Dwayne Pittman, a researcher with Canada’s Department of Fisheries and Oceans, was impressed with the size of a cod while tagging the fish in Motion Bay.(Craig F. Walker/Globe Staff)

For more than 500 years, the iceberg-filled waters off Newfoundland’s craggy coast teemed with a seemingly endless supply of cod, so much that it sparked wars, drew immigrants from far away, and defined the rhythm of life.

Here, cod have been so woven into the culture that most people refer to them simply as fish — as if there were no other.

In the late 1960s, when times were good, local fishermen would catch some 800,000 metric tons a year of the olive-backed fish known as the northern cod. In the 1980s, their catch dropped by more than one-third, but the population still appeared relatively healthy. In 1987, the government estimated there were 940,000 metric tons of cod old enough to reproduce.
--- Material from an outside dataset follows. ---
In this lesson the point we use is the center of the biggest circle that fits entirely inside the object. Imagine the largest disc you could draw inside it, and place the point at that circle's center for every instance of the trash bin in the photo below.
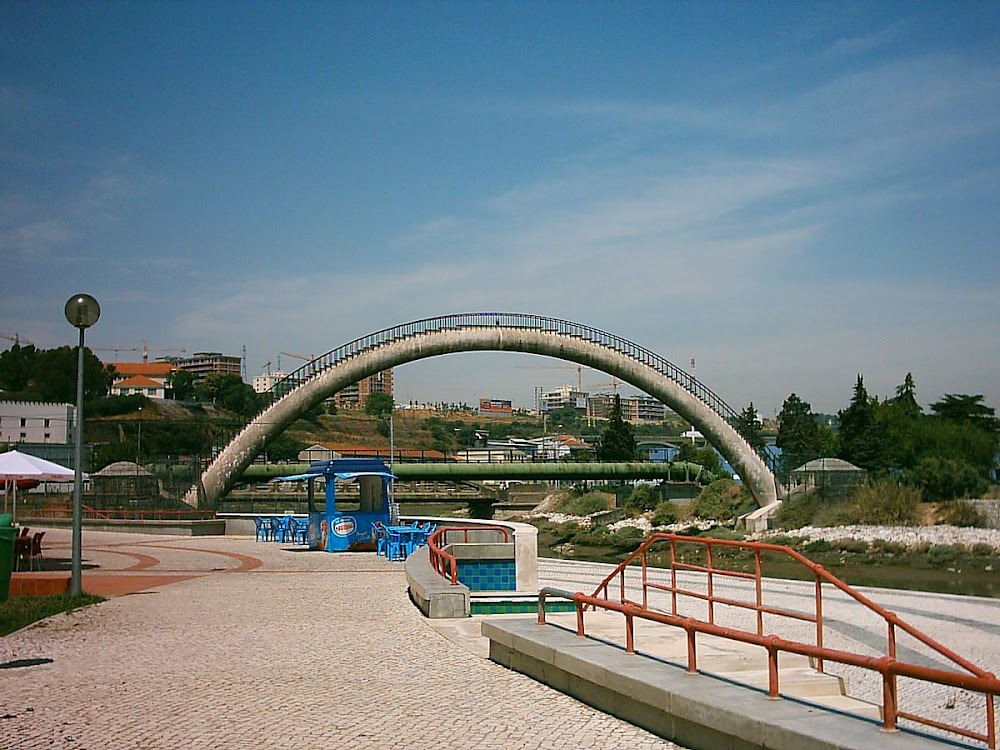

But after years of overfishing, changing sea temperatures, and mismanagement, cod had virtually vanished. By the time Canadian officials declared the moratorium in 1992, they estimated the population of mature cod — which are vital to a sustainable fishery — had plummeted 60 percent in five years. Three years later, even after almost all fishing stopped, the population had dropped even more precipitously, to less than 10,000 metric tons of the adult fish.

For cod fishermen in New England, where federal authorities two years ago declared a similar moratorium on commercial catches, Newfoundland’s experience provides lessons in the consequences of poor management, the possible impact of climate change, the long years — even decades — it can take for the population to rebound.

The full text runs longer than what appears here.